Di dalam konsep tersebut, masyarakat diharapkan mendapat tempat hunian sekaligus dapat memanfaatkan lahan untuk kehidupan. “Yang penting, pemerintah segera melindungi hal ini jika konsep ini nantinya dipakai karena didalamnya terdapat tanah milik pribadi, tanah negara (dusun/kas desa), bahkan tanah kasultanan sehingga harus tetap dilindungi agar masyarakat punya akses terhadap tanahnya sehingga nantinya masyarakat bisa sumber pakan ternak di situ juga,” terang dosen Fakultas Teknik UGM ini.
Meski begitu, Daryono menuturkan apapun blue print plan yang akan dipakai, tata ruang pascaerupsi Merapi semestinya tetap berpedoman pada prinsip-prinsip tata bahaya. Selain itu, harus pula mengingat prinsip-prinsip tata sosial, tata budaya, dan tata ekonomi, terutama perikanan dan peternakan.

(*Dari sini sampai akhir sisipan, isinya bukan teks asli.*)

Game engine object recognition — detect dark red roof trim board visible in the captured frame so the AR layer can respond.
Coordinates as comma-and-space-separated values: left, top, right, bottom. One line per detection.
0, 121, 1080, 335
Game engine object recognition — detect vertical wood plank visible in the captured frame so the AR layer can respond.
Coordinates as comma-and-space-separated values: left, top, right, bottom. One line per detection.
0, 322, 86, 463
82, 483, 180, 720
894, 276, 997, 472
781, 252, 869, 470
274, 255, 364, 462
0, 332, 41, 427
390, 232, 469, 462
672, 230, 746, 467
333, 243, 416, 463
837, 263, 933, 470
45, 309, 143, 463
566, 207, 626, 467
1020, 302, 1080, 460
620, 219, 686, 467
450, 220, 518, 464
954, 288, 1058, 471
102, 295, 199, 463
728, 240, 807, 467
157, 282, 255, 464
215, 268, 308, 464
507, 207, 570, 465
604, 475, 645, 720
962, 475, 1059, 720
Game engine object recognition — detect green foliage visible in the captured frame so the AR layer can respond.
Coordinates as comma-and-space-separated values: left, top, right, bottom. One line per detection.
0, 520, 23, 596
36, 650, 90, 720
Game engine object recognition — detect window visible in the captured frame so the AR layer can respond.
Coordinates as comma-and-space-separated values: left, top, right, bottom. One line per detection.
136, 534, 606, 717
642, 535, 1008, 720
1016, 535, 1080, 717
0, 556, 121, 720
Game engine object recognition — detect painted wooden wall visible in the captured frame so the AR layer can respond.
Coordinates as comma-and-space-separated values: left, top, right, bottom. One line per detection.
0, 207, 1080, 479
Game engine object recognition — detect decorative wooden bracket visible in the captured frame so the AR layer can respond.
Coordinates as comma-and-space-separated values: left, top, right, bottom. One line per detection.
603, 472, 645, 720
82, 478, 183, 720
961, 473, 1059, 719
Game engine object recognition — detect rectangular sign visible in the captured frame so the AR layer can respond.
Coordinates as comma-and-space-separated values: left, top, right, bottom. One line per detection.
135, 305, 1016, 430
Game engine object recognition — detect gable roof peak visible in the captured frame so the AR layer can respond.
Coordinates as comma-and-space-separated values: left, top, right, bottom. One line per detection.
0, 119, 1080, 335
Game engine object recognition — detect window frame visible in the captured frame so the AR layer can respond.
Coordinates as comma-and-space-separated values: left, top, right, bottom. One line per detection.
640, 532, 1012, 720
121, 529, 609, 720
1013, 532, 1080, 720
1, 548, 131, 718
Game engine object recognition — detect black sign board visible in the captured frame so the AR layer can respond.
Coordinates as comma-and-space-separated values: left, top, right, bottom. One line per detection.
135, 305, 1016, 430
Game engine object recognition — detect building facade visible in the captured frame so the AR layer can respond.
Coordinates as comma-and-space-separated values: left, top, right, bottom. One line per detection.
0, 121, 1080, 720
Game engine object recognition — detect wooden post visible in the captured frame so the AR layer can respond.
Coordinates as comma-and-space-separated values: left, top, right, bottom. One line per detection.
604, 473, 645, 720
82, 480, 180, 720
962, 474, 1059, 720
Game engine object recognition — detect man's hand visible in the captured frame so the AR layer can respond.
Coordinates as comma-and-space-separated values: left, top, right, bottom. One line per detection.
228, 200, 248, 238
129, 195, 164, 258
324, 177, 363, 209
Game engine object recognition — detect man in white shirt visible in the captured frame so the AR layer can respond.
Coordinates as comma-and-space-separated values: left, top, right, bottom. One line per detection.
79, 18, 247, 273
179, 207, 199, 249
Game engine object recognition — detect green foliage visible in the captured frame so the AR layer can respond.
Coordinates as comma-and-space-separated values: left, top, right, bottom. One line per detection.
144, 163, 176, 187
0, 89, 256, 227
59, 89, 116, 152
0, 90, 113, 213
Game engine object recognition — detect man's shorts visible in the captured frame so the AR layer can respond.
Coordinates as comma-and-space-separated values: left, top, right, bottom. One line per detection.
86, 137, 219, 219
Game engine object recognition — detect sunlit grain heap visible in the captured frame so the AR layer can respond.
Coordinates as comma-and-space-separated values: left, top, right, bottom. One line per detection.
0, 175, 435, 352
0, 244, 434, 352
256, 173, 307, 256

Sebelum itu, Wakil Rektor Bidang Alumni dan Pengembangan Usaha (APU) UGM, Prof. Ir. Atyanto Dharoko, M.Phil., Ph.D., mengatakan untuk menata ruang wilayah dan permukiman lereng Merapi diperlukan analisis wilayah lereng Merapi pascaerupsi berupa deskripsi potensi bencana, lost and damage, sumber daya, foto, dan statistik. Skenario perencanaan tata ruang wilayah lereng Merapi pascaerupsi diharapkan menggunakan prinsip-prinsip konsolidasi lahan dan rukunan lahan pada lahan pribadi dan lahan negara yang tertimbun.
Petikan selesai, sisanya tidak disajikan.